あー…、ランタンでも借りてくりゃ良かった。
夜道を女子供が一人で歩くな。
あぶねぇって教わらなかったか?
[一人で歩き出すミハエルを追う。
翡翠が此方を向けば、一旦足を止めて]
……っと、私が怖いなら離れて歩く、から。
[無事少年が自宅まで帰るのを見届ける心算で
チラとゲルダやベッティ、クロエにも視線を向け]
うん……。
[夫と子を引き合いに出されて同胞に励まされれば、
流石に沈んでいるばかりもいられずに。
夫の隣に暫くの間大人しく居れば、心もようやく落ち着いてきたか。]
……色々ありがとう、リヒト。
[こちらでも、ぽつと礼を述べて返したその次には、
意識は今夜の狩りの事へと切り替わった。]
私、狩りまで少し休むわ。
時間になったら呼んで頂戴。
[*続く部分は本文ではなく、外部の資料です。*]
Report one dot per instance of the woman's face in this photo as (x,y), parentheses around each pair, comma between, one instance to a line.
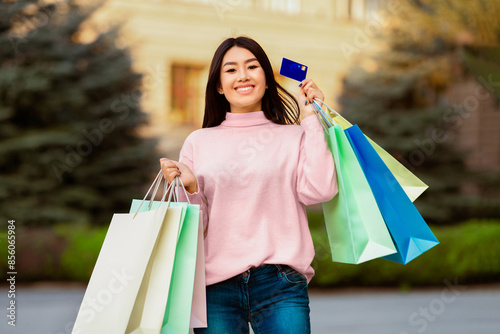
(242,80)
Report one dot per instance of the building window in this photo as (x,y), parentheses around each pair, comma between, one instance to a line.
(375,6)
(291,7)
(360,10)
(187,94)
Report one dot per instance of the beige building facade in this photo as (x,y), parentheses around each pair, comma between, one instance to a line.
(173,41)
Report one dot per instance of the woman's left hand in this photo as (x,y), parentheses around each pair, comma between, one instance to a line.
(308,92)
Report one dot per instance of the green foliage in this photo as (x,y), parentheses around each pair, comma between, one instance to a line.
(398,97)
(84,243)
(69,114)
(469,252)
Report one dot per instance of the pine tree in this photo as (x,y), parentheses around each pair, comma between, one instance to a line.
(396,95)
(69,114)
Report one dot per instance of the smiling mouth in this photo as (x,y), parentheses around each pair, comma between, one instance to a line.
(245,90)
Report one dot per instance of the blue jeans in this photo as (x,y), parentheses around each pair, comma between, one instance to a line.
(273,298)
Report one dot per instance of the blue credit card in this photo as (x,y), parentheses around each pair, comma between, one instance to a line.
(293,70)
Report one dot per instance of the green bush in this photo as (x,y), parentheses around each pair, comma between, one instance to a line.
(469,252)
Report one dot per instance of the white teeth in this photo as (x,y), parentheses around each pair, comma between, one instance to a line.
(244,89)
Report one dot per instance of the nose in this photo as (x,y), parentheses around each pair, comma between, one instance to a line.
(243,75)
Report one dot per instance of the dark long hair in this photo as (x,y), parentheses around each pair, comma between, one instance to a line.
(278,104)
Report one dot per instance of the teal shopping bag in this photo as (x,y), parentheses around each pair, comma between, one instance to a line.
(408,229)
(355,227)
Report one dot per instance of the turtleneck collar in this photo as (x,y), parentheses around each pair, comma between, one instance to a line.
(245,119)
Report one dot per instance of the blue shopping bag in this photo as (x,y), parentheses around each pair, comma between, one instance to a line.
(409,231)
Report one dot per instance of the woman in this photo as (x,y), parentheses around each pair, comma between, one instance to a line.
(253,169)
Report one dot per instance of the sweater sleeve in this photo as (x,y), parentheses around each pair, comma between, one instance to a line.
(198,197)
(316,174)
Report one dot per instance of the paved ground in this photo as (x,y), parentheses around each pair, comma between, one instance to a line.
(452,309)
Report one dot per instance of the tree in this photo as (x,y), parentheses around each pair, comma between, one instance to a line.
(397,96)
(69,114)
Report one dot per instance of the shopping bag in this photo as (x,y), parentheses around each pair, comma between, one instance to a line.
(355,227)
(408,229)
(186,305)
(411,184)
(135,246)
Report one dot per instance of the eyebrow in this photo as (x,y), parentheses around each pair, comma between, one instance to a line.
(234,63)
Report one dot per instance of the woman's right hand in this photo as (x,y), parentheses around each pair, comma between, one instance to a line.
(171,169)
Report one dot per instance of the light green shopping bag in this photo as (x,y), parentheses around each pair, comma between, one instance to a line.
(178,310)
(412,185)
(356,230)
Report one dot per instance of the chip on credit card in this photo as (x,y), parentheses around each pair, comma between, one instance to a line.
(293,70)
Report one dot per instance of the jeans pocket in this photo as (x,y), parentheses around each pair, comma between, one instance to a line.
(292,276)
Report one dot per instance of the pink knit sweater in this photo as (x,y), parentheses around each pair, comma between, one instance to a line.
(255,179)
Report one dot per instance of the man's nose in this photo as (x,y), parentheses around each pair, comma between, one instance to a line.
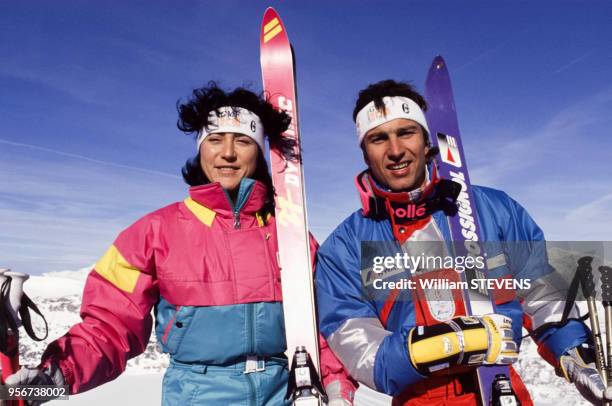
(229,152)
(395,150)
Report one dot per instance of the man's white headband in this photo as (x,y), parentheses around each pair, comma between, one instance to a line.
(395,107)
(229,119)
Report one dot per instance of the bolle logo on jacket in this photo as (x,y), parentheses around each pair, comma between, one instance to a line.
(410,211)
(466,214)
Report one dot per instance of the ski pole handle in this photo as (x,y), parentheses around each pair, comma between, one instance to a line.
(606,295)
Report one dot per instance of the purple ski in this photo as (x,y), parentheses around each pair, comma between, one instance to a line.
(465,229)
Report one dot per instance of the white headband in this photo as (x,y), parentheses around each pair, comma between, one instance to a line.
(229,119)
(395,107)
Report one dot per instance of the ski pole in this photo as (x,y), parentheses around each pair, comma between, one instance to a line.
(10,302)
(606,295)
(588,289)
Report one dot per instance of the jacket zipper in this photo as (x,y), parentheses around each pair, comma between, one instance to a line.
(236,219)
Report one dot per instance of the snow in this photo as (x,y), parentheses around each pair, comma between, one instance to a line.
(58,296)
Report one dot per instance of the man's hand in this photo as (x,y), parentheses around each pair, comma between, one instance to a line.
(466,340)
(578,367)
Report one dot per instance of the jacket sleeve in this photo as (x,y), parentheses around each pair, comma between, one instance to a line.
(544,302)
(116,312)
(372,355)
(334,376)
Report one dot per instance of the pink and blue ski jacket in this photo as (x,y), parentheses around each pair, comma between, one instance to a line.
(378,356)
(209,271)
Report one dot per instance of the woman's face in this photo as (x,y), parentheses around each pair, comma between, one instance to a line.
(227,158)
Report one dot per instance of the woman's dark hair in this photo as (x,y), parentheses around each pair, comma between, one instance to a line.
(193,117)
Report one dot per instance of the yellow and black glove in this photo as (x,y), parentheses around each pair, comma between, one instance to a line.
(468,341)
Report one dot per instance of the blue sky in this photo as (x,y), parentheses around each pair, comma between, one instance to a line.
(88,141)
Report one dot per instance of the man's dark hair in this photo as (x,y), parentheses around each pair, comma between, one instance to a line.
(376,91)
(193,116)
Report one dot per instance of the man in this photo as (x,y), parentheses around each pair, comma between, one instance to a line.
(376,337)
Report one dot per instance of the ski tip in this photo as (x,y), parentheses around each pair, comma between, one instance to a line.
(271,26)
(270,12)
(438,63)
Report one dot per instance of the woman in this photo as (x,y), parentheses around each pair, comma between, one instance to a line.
(208,267)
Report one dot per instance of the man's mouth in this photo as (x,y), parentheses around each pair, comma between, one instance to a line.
(398,166)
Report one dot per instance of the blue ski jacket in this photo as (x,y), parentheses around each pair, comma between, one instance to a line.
(378,356)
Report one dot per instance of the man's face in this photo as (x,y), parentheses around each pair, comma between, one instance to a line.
(396,154)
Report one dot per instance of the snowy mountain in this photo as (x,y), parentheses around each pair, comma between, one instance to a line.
(58,296)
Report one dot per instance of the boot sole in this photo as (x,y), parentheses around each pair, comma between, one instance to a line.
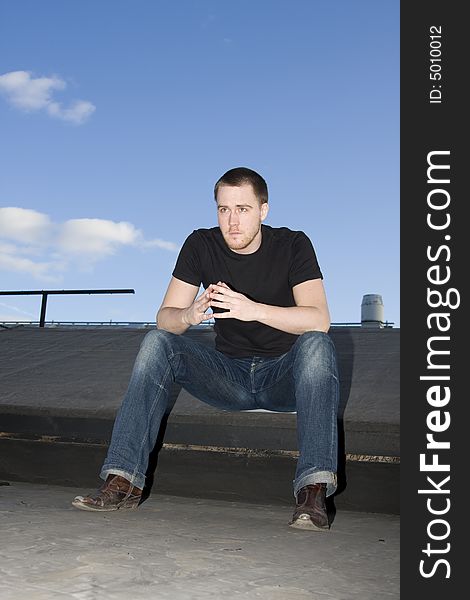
(84,506)
(307,525)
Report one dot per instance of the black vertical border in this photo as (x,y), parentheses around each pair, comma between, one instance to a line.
(427,127)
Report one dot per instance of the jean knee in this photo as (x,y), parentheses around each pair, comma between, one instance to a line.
(155,343)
抜け出すから…。
そうだな、そうするといい。
[家に戻るとの言葉、ライヒアルトが来たのはちょうどその頃か]
ライヒアルトも来たのか。
[片手をあげてふりふりと手を振ってから]
そうだな、近いとは言っても危ないか?
んーー、ライヒアルトと二人が心細いなら私が一緒に行くぞ?
[ミハエルにそう確認するように、もしそうなるならばクロエとゲルダには二人で帰ってもらうことになるだろうか]
大した事はしてねぇよ。
[同胞の礼の言葉に若干照れたような聲]
嗚呼、今のうちに休んでおくと良いさ。
その時は、ちゃんと呼ぶから。
おやすみ、グラォシルヴ。
[未だ気の抜けぬ状況の青年は
少年を見詰めながら眠りに誘う言葉を紡ぐ]
ま、その方が良いだろうよ。
ってか一人でうろうろすんなよ。
分かってんのか?
[信用されていない事など青年は重々承知している。
ベッティの言葉にも傷ついた様子はなく]
いくら待っても帰ってこねぇから
さすがに心配になったんだよ!
ベッティがいくら御転婆だっていっても
仮にも年頃の娘さんだしな。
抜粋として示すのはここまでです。